Joshua suddenly sprang up, but hands of assistants, who he did not notice were present, held him back, pushed him flat once more.

"Ah, I can see you're not going to cooperate. It's no matter," said the dentist as a leather strap was laid across Joshua's chest and arms, then pulled tight and buckled.

"Don't you want to know the secret to avoid pain?" The dentist's face--utterly warm and merciful in appearance, with soft skin laid sloppily into creases and wrinkles, his eyes overflowing with a friendly warmth.

"You can't just not feel pain," said Joshua. "Not with teeth being drilled."

"Tell me," said the dentist--"how is it that you can experience anything? No, don't answer. It is a process of memory and expectation. You remember the past and expect the future--the two come together in between, and thus you find yourself alive, seeing reds and yellows, knowing what it is to be conscious. But what if--what if you should cease to expect, cease to remember? There is no such thing as the present moment--or, if there is, it is too microscopic in duration for you to experience it. All you have to do during any sort of torture, is cease to expect any pain, nor remember it. You shall disappear into the microscopic Now, which is so quickly fleeting that it may as well not exist."

"I . . . I don't think I can."

The dentist was fiddling with his equipment as he spoke, revving up drills that whined as dentists' drill do, preparing a tray of dental picks and mirrors.

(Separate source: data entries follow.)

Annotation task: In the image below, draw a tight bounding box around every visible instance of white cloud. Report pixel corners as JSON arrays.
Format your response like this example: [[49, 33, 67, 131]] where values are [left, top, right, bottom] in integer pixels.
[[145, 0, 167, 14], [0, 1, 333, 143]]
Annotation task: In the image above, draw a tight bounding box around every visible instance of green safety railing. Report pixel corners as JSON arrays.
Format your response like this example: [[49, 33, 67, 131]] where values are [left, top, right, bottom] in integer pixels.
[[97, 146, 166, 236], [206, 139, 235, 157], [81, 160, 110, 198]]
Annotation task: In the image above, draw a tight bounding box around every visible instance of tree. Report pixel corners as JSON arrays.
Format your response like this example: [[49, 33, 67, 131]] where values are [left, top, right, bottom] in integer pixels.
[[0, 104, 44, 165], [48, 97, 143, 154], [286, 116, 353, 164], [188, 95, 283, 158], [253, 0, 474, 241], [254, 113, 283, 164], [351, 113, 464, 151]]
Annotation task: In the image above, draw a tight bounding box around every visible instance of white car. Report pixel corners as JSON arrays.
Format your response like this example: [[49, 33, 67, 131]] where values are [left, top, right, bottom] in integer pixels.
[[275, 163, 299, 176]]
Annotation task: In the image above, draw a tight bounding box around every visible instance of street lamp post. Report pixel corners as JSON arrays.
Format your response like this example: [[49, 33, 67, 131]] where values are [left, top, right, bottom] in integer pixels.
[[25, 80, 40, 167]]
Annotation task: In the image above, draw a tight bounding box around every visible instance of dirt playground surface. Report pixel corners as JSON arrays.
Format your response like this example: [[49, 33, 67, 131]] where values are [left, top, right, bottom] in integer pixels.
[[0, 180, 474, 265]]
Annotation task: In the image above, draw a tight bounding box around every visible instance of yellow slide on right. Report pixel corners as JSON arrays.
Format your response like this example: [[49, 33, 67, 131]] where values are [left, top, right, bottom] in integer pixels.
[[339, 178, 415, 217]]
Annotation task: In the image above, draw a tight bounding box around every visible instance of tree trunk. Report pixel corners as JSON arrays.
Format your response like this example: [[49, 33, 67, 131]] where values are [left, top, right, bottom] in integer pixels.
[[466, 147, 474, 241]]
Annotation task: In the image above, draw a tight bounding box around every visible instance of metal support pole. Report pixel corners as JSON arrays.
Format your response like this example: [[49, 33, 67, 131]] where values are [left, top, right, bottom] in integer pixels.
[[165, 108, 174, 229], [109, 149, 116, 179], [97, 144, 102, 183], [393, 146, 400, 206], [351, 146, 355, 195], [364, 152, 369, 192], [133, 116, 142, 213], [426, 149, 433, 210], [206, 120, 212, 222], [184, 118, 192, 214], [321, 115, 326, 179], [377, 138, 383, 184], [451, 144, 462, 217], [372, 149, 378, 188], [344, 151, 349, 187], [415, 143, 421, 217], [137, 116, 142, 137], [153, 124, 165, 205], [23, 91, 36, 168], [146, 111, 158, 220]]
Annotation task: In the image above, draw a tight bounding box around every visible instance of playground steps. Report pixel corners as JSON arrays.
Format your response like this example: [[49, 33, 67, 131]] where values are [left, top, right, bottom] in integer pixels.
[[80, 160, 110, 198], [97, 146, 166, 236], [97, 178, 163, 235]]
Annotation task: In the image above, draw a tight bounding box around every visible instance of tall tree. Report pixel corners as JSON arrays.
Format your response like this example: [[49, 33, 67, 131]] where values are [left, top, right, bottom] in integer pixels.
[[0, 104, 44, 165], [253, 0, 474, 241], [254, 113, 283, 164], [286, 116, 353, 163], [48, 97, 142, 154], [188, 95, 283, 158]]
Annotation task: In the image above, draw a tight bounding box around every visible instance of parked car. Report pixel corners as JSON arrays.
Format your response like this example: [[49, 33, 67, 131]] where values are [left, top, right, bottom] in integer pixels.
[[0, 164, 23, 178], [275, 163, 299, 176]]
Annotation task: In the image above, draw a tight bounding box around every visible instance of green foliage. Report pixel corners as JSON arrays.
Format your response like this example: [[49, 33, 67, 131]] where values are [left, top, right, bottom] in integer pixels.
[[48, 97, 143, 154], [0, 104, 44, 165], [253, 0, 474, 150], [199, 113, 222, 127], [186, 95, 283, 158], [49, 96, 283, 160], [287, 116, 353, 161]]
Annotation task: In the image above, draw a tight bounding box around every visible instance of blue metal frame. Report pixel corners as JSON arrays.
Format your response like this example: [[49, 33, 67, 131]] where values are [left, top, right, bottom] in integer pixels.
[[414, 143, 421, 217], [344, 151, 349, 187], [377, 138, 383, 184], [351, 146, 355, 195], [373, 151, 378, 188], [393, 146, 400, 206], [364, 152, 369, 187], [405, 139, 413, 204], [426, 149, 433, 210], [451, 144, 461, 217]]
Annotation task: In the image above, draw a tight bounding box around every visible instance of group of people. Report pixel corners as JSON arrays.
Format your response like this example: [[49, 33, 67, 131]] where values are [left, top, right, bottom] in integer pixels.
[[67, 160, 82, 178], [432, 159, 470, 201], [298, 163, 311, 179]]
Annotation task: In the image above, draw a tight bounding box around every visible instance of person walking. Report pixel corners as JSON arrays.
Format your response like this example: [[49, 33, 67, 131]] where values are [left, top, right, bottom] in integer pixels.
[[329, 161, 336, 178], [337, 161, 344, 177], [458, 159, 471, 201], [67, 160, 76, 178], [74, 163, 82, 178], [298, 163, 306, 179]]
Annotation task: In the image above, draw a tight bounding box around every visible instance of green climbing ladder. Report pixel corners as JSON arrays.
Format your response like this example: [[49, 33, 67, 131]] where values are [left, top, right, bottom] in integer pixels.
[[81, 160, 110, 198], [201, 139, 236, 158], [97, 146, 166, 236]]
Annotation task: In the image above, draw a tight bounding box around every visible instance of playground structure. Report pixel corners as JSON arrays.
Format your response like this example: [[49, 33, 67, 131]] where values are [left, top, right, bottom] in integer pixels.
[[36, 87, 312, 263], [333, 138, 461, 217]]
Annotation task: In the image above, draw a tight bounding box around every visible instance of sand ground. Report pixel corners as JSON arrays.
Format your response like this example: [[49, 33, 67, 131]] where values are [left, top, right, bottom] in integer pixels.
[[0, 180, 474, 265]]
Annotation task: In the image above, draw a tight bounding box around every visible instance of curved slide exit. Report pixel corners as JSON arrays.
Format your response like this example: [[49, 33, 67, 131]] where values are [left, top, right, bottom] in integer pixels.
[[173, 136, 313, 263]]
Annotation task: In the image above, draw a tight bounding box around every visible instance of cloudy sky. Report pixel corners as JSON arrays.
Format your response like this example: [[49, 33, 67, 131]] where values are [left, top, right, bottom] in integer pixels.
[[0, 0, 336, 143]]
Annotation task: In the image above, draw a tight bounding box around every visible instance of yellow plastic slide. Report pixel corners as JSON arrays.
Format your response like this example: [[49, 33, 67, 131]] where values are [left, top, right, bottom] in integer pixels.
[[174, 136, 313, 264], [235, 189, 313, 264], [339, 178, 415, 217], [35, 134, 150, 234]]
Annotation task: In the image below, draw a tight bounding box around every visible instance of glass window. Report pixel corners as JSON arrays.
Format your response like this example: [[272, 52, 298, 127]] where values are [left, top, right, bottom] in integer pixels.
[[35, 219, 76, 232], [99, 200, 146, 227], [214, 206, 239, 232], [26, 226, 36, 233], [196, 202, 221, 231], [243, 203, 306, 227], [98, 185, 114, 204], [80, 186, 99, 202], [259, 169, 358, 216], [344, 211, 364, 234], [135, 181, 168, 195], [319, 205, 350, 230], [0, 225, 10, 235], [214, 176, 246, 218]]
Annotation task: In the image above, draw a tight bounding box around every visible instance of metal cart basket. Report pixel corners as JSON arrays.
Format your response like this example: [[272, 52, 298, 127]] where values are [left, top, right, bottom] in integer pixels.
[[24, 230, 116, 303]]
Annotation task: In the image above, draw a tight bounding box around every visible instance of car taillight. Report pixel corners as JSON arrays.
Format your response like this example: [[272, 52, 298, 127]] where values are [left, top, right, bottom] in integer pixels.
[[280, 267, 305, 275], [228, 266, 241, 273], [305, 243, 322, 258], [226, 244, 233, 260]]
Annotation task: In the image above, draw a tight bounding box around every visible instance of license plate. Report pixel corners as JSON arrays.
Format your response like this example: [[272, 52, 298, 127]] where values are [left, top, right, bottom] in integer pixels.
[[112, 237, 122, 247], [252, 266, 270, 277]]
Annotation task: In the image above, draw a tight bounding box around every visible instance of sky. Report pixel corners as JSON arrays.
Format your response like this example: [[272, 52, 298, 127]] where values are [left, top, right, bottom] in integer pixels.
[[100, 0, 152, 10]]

"There is one exception to this rule--this rule that you need not experience pain. It is purely psychological pain--melancholy, depression, wild anguish--if one feels that, well, his very instrument for erasing pain is itself damaged, non-functional. So how is he to use that instrument--his mind--to escape his pain? No--no--that man is in hell, and shall not escape. But this? This is just some drilling of healthy teeth, much easier than any depression. Do not worry--just remember what I said to you. Cease to expect any sensation, and also cease to remember--your whole experience will disappear into the nonexistent Now."

Joshua went wide-eyed in horror just as the dentist bent down over him, the drill descending down. If he was successful in avoiding the pain that came next, he never knew it.